Mais elle n’était plus seule : à son premier cri, Victor-Louis, qu’elle ne voyait pas, mais qui ne la quittait guère plus que son ombre, était accouru, et d’une main ferme s’était emparé du reptile, qu’il rejeta au loin avec un geste d’horreur. Le serpent s’en alla tomber inerte dans le bassin, au milieu des canards et des cyprins épouvantés.
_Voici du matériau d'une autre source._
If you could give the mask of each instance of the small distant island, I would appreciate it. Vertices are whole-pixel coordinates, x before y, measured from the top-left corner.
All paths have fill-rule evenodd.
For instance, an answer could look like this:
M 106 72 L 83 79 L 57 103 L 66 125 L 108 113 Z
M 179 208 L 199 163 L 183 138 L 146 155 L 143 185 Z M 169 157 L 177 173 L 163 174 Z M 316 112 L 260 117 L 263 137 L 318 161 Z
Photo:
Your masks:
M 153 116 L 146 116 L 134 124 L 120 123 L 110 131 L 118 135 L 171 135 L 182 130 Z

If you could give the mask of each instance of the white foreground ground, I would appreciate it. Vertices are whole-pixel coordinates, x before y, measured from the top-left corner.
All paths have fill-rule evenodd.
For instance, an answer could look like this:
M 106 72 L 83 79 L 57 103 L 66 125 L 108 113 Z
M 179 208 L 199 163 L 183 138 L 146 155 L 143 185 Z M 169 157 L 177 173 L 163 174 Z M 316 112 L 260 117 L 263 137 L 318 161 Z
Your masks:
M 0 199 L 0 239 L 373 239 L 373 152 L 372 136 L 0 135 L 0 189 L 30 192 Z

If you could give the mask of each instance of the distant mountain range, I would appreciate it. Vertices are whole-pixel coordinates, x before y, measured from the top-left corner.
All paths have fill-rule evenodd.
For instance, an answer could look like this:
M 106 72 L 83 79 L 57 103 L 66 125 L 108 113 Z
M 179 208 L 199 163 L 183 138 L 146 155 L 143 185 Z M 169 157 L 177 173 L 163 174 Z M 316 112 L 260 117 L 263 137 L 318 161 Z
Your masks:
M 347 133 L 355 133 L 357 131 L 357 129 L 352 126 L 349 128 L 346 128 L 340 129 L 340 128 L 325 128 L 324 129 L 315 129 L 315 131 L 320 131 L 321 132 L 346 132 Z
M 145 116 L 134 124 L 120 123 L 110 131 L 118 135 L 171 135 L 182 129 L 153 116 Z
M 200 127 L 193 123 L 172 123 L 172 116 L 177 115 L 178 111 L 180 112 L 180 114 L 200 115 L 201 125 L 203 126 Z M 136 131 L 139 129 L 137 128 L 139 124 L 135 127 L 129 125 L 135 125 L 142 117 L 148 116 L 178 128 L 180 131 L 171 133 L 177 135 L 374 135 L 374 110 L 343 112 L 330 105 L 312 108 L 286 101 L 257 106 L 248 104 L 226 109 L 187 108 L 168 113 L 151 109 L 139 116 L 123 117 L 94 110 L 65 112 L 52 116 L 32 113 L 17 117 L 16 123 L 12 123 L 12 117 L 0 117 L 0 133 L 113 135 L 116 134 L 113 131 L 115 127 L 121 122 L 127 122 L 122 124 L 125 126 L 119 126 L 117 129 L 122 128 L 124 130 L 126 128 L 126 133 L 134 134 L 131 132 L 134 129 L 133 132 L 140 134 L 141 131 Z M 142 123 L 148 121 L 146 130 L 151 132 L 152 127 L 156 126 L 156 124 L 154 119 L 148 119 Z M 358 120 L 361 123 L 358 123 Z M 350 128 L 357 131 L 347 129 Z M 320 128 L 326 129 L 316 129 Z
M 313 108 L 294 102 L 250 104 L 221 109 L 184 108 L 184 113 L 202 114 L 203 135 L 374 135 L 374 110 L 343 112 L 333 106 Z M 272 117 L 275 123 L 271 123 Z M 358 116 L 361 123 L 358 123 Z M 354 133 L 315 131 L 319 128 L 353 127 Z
— Vous n’avez pas de mal, Mademoiselle ? demandait anxieusement Victor-Louis à Yolande, qui revenait assez vite de son émotion. Ce serpent…

— Non, je ne crois pas avoir été blessée, répondit Yolande, qui tremblait encore un peu et dégageait sa main, que Victor-Louis oubliait d’abandonner. C’est affreux d’être exposée à des rencontres pareilles. On aurait dû me dire qu’il y avait du danger à se promener dans ces jardins.

— Les serpents de ce pays sont en général des couleuvres inoffensives, dont la morsure n’est pas dangereuse. Je vais me mettre à la recherche de celui qui vous a effrayée. Et, tenez, Mademoiselle, le voilà là-bas, sans mouvement… il n’est plus à craindre.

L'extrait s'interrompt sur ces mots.